L’affaire dite du « Qatargate » est un témoignage éloquent de ce péril démocratique. Le 9 décembre 2019, des médias belges mettent au jour une vaste affaire de corruption mettant en cause quatre eurodéputés et une vice-présidente du Parlement, Eva Kaïli, accusés d’avoir accepté une somme d’argent en échange de la défense des intérêts des régimes du Qatar et du Maroc. Ce scandale a conduit l’institution à s’interroger sur les moyens de durcir l’encadrement des lobbies afin de mieux prévenir toute forme d’ingérence étrangère. Le bureau du Parlement a notamment dévoilé le 17 avril 2023 un « plan de réforme » sur le renforcement et la transparence de l’institution, comprenant notamment l’interdiction pour les eurodéputés d’exercer une activité de lobbying dans les six mois suivant la fin de leurs mandats ; un délai relativement restreint que certains jugent insuffisant.
Le 13 septembre 2023, les eurodéputés ont adopté plusieurs modifications du règlement intérieur du Parlement, y inscrivant notamment l’interdiction pour ces derniers de mener des « activités de lobbying rémunérées qui sont en relation directe avec le processus décisionnel de l’Union ». En outre, les membres du Parlement sont désormais obligés de déclarer auprès de l’institution les autres activités rémunérées au-delà d’un seuil de 5 000 euros par an, ainsi que leur patrimoine au début et à la fin de leur mandat.
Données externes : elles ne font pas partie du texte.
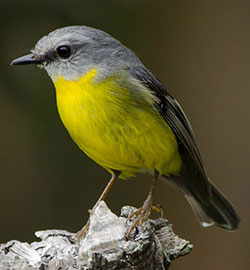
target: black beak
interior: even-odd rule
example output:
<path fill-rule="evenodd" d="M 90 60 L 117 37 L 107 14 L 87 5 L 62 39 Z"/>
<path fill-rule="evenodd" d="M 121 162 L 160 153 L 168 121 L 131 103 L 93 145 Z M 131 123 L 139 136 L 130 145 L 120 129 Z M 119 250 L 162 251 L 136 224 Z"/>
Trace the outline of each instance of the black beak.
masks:
<path fill-rule="evenodd" d="M 29 65 L 29 64 L 42 64 L 43 59 L 37 57 L 33 53 L 19 57 L 11 62 L 11 65 Z"/>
Les députés et leurs assistants doivent également publier en ligne toute réunion ou rencontre avec des lobbyistes et des représentants d’Etat tiers, afin de réguler la constitution de réseaux d’influence informels. Dernière avancée en la matière, un comité d’éthique chargé de perfectionner et d’harmoniser les normes de transparence en vigueur a été créé le 15 mai dernier sous l’impulsion de neuf institutions de l’Union. Certains eurodéputés et associations regrettent néanmoins que ce nouvel organisme soit dépourvu du pouvoir d’initier des enquêtes ou d’édicter des sanctions.
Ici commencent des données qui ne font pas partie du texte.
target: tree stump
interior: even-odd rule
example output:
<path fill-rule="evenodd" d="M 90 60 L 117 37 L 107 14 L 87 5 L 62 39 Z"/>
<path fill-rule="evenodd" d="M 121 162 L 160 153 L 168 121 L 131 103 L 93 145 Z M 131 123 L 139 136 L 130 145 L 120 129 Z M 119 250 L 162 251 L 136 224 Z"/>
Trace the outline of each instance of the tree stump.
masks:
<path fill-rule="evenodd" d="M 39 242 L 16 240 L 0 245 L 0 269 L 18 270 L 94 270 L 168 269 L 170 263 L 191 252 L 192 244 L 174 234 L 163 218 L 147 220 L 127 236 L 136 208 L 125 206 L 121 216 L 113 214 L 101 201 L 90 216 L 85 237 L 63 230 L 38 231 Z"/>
Cette réflexion et ces progrès notables ne semblent toutefois pas porter leurs fruits en pratique, alors qu’en mars 2024 les autorités belges annoncent l’ouverture d’une enquête sur des eurodéputés d’extrême droite issus de dix Etats-membres, soupçonnés d’avoir cédé aux avances financières du site prorusse Voice of Europe, soutenu par un proche de Poutine. Une nouvelle affaire que l’engouement médiatique a aussitôt baptisée « Russiagate » et qui n’a pas fini de faire couler de l’encre.
Enjeu politique majeur, les lobbies sont une cible privilégiée des candidats aux prochaines élections européennes, en particulier à gauche du spectre partisan. Manon Aubry, tête de liste du parti La France Insoumise, dénonce les financements des eurodéputés par les lobbies et propose « d’interdire ces rémunérations annexes pour tous les députés européens ». Raphaël Glusckmann du parti Place publique prône quant à lui un affûtage des outils de lutte contre les conflits d’intérêts et la corruption. Valérie Hayer du parti Renaissance appelle de ses vœux la création d’une cellule de vigilance contre les ingérences étrangères au niveau européen.
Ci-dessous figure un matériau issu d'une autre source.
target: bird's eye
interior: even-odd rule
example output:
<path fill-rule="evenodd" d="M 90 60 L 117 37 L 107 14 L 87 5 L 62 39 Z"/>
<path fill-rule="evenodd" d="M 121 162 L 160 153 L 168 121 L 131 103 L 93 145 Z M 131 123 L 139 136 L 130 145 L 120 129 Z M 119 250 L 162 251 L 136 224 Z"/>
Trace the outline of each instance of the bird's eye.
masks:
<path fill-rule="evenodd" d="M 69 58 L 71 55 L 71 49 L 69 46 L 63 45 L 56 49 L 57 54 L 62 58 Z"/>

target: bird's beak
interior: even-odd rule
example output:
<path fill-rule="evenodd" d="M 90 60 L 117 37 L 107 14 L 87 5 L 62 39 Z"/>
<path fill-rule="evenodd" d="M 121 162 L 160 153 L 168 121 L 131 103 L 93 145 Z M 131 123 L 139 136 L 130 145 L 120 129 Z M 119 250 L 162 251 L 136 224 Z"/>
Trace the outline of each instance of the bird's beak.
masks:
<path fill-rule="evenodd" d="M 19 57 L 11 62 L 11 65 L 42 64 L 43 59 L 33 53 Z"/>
Si les lobbies peuvent offrir un éclairage précieux sur la législation européenne, en produisant de l’information pour les décideurs publics et en portant la voix des sociétés-membres de l’Union au sommet des institutions, ils constituent également une ouverture stratégique au niveau géopolitique, une arme d’influence redoutable aux mains des autoritarismes sur l’équilibre interne de l’Europe démocratique.